What is carbon monoxide? Carbon monoxide is an odorless, colorless and toxic gas. Because it is impossible to see, taste or smell the toxic fumes, CO can kill you before you are aware it is in your home. At lower levels of exposure, CO causes mild effects that are often mistaken for the flu. These symptoms include headaches, dizziness, disorientation, nausea and fatigue. The effects of CO exposure can vary greatly from person to person depending on age, overall health and the concentration and length of exposure. Where does carbon monoxide come from? CO gas can come from several sources: gas-fired appliances, charcoal grills, wood-burning furnaces or fireplaces and motor vehicles. Who is at risk? Everyone is at risk for CO poisoning. Medical experts believe that unborn babies, infants, children, senior citizens and people with heart or lung problems are at even greater risk for CO poisoning.
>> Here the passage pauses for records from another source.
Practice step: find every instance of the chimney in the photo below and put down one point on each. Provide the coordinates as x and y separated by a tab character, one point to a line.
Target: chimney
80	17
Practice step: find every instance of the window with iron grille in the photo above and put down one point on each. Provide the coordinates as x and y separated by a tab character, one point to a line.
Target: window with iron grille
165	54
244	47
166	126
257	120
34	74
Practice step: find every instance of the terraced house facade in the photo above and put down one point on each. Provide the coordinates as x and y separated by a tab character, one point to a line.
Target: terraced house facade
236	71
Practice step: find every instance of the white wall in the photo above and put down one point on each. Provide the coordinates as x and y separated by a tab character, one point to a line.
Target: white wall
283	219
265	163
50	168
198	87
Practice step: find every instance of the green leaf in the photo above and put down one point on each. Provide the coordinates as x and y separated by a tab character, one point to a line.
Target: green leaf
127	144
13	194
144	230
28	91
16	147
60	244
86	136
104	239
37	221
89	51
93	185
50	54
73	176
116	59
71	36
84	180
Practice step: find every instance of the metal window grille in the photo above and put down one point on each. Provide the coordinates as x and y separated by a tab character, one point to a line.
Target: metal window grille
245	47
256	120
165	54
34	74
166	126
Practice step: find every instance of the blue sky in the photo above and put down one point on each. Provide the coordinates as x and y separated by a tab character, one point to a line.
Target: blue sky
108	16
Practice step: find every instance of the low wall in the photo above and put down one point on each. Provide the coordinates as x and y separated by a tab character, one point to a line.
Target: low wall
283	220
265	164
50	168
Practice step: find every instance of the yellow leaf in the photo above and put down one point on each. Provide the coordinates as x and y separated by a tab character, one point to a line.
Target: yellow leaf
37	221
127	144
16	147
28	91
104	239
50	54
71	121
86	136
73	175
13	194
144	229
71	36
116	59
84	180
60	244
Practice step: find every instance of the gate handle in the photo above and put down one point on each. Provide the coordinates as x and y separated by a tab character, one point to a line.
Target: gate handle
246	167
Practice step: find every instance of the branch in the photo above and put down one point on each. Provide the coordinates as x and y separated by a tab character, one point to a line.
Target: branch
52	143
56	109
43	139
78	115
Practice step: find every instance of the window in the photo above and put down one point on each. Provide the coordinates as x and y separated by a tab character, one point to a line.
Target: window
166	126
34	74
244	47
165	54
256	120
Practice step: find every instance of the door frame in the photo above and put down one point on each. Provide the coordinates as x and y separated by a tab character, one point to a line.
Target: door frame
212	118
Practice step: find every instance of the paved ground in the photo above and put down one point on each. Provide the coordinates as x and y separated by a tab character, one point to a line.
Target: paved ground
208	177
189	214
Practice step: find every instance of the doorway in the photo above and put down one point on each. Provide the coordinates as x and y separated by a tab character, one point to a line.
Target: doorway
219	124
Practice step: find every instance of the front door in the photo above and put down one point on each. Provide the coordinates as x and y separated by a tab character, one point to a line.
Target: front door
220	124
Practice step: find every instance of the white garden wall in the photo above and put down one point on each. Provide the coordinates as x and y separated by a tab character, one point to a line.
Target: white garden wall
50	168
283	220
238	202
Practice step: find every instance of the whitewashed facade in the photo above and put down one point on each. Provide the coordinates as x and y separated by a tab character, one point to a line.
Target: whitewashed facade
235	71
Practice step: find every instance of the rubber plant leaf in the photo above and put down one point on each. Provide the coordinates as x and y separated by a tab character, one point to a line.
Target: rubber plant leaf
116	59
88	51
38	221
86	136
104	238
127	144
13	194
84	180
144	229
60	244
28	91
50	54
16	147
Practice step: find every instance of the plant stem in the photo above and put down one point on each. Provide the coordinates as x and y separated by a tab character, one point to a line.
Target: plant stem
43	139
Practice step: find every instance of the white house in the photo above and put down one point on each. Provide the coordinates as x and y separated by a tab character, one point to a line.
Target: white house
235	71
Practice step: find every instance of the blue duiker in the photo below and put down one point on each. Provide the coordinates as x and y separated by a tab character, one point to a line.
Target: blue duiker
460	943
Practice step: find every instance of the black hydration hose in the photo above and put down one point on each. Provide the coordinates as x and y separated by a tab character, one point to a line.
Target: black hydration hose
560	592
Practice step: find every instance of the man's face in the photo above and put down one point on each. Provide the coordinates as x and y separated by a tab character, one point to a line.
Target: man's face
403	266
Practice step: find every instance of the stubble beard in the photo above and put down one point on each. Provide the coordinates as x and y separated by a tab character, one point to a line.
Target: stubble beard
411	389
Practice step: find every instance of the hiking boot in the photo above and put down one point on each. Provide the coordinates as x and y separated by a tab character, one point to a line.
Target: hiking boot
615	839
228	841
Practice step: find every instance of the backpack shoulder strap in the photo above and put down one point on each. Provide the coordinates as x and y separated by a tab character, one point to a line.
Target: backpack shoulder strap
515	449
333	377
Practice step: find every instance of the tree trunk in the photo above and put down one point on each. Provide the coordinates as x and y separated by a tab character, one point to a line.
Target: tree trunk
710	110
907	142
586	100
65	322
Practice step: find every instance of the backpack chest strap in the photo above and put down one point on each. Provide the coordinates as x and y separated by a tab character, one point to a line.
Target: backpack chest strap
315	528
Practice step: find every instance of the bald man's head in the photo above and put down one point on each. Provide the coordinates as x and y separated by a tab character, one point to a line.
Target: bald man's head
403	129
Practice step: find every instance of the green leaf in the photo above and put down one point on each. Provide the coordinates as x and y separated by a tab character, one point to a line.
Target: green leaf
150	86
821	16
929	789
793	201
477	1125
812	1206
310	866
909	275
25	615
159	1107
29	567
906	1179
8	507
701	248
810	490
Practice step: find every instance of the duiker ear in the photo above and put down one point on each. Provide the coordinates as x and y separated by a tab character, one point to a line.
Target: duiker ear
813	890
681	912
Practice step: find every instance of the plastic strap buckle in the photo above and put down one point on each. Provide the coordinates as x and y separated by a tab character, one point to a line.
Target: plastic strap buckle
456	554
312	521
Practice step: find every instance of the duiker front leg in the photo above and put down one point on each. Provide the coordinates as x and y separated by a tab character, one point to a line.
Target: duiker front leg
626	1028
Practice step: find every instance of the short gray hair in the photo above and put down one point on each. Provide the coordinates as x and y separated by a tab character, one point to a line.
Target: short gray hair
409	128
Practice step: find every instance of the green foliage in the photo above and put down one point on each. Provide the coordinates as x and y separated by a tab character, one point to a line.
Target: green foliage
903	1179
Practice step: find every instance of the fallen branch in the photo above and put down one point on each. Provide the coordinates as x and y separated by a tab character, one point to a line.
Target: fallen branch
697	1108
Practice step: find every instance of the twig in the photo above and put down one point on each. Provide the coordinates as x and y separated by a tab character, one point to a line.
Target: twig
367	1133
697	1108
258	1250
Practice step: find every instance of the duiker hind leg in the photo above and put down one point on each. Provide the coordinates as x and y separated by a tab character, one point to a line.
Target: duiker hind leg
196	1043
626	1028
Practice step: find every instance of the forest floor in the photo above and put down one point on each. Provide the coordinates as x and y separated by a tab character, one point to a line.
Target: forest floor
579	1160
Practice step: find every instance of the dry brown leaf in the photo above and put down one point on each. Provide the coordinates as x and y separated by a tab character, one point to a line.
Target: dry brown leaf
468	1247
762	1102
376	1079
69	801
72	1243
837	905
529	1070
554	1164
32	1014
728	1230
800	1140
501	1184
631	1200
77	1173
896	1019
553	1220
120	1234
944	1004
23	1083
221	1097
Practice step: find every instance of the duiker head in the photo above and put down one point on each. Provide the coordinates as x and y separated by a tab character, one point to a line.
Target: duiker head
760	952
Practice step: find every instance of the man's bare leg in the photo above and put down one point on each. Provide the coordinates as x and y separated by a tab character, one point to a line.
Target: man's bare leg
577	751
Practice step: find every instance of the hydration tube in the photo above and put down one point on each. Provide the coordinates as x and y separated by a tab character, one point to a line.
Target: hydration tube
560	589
What you need to do if your carbon monoxide alarm goes off depends on whether anyone is feeling ill or not. If no one is feeling ill: 1. Silence the alarm. 2. Turn off all appliances and sources of combustion (i.e. furnace and fireplace). 3. Ventilate the house with fresh air by opening doors and windows. 4. Call a qualified professional to investigate the source of the possible CO buildup. If illness is a factor: 1. Evacuate all occupants immediately. 2. Determine how many occupants are ill and determine their symptoms. 3. Call your local emergency number and when relaying information to the dispatcher, include the number of people feeling ill. 4. Do not re-enter the home without the approval of a fire department representative. 5. Call a qualified professional to repair the source of the CO.


Install at least one UL (Underwriters Laboratories) listed carbon monoxide alarm with an audible warning signal near the sleeping areas and outside individual bedrooms. Carbon monoxide alarms measure levels of CO over time and are designed to sound an alarm before an average, healthy adult would experience symptoms. It is very possible that you may not be experiencing symptoms when you hear the alarm. This does not mean that CO is not present. Have a qualified professional check all fuel burning appliances, furnaces, venting and chimney systems at least once a year. Never use your range or oven to help heat your home and never use a charcoal grill or hibachi in your home or garage. Never keep a car running in a garage. Even if the garage doors are open, normal circulation will not provide enough fresh air to reliably prevent a dangerous buildup of CO. When purchasing an existing home, have a qualified technician evaluate the integrity of the heating and cooking systems, as well as the sealed spaces between the garage and house. The presence of a carbon monoxide alarm in your home can save your life in the event of CO buildup.